Children's book series

Fire Brats is a series of children's books about two teenagers, Matt and Dani, who both survive post apocalyptic World War III. The books were written by Barbara Siegel, Scott Siegel and Barbara Steiner. The first book, The Burning Land, was published in 1987.

==Overview==
Fire Brats is a series set in the aftermath of World War III. It follows the struggles of two teenagers, Matt and Dani, to escape a nuclear-bombed city and find a new life.

===The Burning Land (1987)===
Matt and Dani scarcely know one another when World War III happens. They meet each other in a theater basement, where they live on junk food and suffer a mild form of radiation sickness. When an earthquake destroys the building over their heads a month later, they dig their way out to find themselves threatened by a gang of escaped convicts. They escape to head for California, where Matt hopes to find the rest of his family still alive.

===Survivors (1987)===
Matt and Dani cross a huge river on a raft, and are taken in by a kindly old survivalist who teaches them various useful techniques and helps them destroy a pack of bandits.

===Thunder Mountain (1987)===
As a dust storm strikes, Matt and Dani struggle to survive.
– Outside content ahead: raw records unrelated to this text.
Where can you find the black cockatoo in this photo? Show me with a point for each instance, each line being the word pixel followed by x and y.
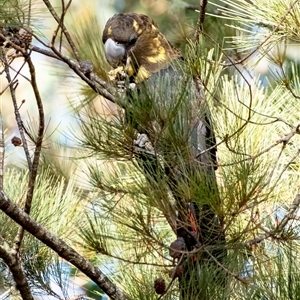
pixel 139 52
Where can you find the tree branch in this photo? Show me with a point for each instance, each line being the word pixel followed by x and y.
pixel 19 277
pixel 60 247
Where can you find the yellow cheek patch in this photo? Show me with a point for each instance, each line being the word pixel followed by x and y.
pixel 129 68
pixel 159 57
pixel 142 75
pixel 136 26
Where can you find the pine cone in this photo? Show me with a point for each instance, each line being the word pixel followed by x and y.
pixel 177 247
pixel 25 35
pixel 16 141
pixel 177 271
pixel 160 286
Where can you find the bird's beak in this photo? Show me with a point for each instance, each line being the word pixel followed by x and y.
pixel 114 52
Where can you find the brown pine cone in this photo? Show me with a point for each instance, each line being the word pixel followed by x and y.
pixel 25 35
pixel 160 286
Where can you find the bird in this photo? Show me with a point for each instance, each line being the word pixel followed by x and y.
pixel 141 55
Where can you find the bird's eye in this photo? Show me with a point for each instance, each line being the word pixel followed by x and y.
pixel 132 39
They eventually reach the shelter of Thunder Mountain, but it is not really the safe refuge they need.

===Shockwave (1988)===
As nuclear autumn persists, Matt and Dani foil a band of slave-trading bikers and save Denver from flooding caused by a lake which was formed by the bombing.

==Reception==
One of the issues that has irked many readers of this series was that there was never any resolution. The first four books build up the characters, who are trying to get to California, have these characters face much adversity, and then leave them stranded with book four. The reason for there not being any fifth book is still unknown.

This series of books was very popular amongst adolescent readers, many of whom remember the series fondly, but still, all this time later, long to know the fate of Matt and Dani.